Los que nos hallamos al margen de esta sobrecarga y la contemplamos a distancia, podemos pensar que se trata de aberraciones, que sólo excepcionalmente se producen en el mundo, pero la realidad es mucho más compleja y despiadada. En primer lugar, el número de los dirigentes que imponen un poder ilícito, de entrada o de salida, es abrumador. Si examinamos los países que lo sufren en el presente o han pasado por este infortunio en los últimos cincuenta años, caeremos en la cuenta de que son pocos los que se libran. En algún momento han tropezado con los mesías dispuestos a redimir a sus súbditos, los que se presentan como personas dispuestas a formidables sacrificios en favor de la mayoría.

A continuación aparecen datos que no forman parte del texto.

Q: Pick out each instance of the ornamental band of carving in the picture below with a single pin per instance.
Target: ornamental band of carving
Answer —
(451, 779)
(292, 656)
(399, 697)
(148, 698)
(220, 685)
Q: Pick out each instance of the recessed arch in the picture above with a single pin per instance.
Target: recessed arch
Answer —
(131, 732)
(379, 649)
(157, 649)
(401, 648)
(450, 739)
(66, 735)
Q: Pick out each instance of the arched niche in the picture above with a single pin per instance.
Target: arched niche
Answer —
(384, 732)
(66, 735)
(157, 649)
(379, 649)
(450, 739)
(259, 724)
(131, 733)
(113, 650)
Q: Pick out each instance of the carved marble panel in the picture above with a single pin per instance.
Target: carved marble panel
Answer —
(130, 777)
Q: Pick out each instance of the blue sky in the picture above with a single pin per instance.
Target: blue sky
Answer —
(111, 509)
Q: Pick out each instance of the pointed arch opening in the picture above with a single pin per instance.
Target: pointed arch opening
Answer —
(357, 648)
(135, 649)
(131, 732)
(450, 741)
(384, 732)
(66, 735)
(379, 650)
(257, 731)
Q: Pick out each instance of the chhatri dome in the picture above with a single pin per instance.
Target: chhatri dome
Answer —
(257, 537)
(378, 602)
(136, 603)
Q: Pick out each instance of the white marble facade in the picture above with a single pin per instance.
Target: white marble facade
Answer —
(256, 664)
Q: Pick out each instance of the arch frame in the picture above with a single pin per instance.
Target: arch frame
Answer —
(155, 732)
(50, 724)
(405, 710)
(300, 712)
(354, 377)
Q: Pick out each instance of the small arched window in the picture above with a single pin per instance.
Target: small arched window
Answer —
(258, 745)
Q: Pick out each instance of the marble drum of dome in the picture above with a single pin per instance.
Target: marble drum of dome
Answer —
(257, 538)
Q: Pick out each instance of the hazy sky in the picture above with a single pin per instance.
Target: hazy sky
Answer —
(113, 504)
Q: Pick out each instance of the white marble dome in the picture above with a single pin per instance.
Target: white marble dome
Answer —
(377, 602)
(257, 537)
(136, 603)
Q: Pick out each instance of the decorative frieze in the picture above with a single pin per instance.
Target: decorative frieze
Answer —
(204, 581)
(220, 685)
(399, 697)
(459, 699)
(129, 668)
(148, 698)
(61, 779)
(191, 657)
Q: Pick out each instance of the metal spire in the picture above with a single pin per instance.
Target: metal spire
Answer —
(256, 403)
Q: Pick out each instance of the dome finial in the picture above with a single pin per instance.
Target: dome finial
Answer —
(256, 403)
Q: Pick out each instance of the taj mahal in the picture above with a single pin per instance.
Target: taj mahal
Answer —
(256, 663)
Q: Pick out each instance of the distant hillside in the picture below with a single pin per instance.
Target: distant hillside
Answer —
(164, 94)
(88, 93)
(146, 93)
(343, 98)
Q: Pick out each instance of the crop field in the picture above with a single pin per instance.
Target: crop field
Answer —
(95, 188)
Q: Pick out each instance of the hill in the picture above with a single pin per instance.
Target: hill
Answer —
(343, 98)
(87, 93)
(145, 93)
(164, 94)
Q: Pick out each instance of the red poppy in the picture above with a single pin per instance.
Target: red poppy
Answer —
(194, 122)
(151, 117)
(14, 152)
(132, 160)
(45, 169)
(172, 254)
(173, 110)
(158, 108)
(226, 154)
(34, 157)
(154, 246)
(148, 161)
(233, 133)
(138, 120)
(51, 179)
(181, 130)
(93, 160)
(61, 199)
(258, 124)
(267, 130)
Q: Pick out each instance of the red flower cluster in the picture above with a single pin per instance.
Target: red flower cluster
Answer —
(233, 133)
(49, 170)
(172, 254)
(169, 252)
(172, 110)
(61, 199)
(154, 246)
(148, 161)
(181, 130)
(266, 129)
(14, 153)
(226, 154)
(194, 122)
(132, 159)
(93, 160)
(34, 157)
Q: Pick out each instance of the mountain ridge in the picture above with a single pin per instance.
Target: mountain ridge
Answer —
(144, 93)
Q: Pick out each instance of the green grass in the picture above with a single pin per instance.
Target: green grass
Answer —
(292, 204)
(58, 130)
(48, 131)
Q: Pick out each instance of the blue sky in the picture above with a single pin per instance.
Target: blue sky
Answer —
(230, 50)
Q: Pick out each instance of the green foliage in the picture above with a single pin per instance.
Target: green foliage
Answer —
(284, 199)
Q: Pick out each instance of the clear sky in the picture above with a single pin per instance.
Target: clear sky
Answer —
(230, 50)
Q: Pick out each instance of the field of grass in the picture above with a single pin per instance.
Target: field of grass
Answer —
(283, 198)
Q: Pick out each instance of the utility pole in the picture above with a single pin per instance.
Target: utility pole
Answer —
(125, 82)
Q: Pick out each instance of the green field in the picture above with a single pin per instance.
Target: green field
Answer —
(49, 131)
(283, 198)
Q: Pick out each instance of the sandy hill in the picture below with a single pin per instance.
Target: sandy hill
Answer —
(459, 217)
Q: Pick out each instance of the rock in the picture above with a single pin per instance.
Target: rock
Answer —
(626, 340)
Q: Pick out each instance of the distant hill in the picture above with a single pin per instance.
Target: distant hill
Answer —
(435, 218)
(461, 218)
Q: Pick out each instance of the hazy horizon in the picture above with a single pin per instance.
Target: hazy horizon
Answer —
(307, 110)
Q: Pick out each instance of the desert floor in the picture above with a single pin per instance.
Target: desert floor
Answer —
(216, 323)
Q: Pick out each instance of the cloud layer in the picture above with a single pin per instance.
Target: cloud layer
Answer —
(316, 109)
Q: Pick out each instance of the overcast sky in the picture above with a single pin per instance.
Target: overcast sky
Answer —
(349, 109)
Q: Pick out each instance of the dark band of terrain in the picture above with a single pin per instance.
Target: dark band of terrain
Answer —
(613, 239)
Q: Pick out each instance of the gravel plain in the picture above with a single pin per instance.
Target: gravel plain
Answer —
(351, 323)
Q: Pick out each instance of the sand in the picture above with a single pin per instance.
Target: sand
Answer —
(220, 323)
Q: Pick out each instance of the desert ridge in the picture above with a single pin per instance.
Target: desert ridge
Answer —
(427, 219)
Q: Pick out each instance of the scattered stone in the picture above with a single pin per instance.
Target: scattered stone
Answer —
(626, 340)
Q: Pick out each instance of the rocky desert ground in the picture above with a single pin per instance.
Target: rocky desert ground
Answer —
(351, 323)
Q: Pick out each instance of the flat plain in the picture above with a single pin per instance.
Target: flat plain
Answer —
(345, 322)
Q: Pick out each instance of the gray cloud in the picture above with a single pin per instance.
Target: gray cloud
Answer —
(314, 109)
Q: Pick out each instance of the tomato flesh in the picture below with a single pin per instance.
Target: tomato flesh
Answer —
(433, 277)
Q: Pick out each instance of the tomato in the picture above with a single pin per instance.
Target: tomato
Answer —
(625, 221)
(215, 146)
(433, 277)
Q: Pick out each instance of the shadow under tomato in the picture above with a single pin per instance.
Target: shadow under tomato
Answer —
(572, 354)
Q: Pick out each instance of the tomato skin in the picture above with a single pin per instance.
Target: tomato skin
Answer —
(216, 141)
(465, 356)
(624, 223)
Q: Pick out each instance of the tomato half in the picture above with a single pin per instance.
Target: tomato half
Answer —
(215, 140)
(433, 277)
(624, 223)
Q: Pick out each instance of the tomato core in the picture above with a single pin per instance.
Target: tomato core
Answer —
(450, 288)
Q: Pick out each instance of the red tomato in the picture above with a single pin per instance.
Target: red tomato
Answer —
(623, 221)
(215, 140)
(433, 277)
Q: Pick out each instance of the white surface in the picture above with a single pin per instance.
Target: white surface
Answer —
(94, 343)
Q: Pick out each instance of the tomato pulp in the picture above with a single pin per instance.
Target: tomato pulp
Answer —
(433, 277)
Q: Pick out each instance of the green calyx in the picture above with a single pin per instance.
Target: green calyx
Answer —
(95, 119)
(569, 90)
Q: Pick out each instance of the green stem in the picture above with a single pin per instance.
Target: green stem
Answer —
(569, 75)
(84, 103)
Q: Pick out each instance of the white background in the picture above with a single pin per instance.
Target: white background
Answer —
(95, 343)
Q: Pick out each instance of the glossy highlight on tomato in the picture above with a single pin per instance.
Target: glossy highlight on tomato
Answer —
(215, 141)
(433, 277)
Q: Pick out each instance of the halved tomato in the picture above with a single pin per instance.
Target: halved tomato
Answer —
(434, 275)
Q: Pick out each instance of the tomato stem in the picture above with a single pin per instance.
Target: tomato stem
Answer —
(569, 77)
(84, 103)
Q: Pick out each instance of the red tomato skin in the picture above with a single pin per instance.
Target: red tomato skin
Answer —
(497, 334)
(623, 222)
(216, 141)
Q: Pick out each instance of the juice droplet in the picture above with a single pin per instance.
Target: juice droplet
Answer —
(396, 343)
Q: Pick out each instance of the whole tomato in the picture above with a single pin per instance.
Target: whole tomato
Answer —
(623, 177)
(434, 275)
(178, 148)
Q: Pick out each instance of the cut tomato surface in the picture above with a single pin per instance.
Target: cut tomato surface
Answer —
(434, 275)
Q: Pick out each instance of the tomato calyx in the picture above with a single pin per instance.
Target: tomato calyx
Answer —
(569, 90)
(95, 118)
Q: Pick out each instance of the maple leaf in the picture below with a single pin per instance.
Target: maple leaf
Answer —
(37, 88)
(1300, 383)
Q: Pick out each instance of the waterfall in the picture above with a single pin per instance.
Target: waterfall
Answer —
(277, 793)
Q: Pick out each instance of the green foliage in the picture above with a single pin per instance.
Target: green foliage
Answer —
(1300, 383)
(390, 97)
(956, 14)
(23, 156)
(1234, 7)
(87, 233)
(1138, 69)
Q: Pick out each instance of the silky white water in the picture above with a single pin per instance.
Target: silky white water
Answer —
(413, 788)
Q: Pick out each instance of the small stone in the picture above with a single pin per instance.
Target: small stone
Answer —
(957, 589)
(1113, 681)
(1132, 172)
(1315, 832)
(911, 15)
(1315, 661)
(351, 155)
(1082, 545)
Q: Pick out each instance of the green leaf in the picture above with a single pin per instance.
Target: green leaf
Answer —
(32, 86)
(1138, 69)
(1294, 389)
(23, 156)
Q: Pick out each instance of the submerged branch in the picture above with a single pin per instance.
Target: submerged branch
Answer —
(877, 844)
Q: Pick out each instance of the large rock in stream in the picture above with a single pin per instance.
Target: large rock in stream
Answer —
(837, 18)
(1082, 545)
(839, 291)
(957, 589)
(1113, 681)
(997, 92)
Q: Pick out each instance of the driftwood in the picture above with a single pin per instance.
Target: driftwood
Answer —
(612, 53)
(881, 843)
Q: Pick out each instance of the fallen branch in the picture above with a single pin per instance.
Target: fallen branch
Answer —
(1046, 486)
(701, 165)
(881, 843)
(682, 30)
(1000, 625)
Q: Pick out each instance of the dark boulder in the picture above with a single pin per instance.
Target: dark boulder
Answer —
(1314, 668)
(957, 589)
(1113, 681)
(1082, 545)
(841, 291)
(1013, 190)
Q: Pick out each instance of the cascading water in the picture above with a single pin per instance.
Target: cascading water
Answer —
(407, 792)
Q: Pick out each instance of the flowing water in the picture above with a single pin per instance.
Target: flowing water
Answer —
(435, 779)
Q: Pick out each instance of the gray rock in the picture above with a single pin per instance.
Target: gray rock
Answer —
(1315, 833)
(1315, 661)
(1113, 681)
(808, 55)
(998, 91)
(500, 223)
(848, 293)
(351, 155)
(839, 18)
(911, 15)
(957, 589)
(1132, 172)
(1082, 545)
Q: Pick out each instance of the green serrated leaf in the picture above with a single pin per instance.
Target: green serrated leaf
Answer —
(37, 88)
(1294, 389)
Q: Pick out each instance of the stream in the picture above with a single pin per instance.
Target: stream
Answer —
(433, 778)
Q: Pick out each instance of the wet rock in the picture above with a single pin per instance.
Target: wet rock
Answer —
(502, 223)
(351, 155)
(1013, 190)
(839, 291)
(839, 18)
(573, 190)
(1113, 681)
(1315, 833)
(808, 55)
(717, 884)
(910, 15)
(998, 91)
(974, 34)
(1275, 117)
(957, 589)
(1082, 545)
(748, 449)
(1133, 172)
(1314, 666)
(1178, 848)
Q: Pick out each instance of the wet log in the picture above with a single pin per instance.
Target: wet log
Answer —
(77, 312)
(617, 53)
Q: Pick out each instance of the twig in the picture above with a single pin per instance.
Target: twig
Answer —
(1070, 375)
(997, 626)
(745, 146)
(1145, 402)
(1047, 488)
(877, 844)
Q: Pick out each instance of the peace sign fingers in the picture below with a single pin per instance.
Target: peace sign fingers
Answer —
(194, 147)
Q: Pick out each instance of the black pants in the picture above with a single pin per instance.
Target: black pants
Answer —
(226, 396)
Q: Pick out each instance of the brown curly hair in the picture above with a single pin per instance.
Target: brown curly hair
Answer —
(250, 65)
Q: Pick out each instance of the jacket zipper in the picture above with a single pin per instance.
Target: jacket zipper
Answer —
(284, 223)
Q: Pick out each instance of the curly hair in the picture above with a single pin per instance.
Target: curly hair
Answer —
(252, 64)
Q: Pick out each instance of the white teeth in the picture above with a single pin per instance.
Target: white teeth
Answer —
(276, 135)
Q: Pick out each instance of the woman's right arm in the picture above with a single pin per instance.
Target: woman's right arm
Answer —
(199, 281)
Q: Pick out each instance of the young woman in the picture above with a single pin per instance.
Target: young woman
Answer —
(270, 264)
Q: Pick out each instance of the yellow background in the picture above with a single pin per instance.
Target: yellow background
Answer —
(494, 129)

En segundo lugar, cada uno de ellos ha elegido un método diferente para intimidar, pero en todos los casos, aunque se aparente lo contrario, ha supuesto una elevada carga de sufrimiento para la población. A esta no le sale gratis el soportar el peso de quien exige ser llevado en andas. Un golpe de Estado, una guerra, contribuciones económicas insoportables, renuncia a derechos personales y colectivos, desprecio a los subordinados… en definitiva, ser despojado de la condición de persona, desposeído de todo lo que la justicia reconoce en beneficio de los ciudadanos. Y además con la humillación de haber sido doblegados abusivamente por el individuo, grupo social o clase que proclama su superioridad, sin respeto ni miramientos con el conjunto.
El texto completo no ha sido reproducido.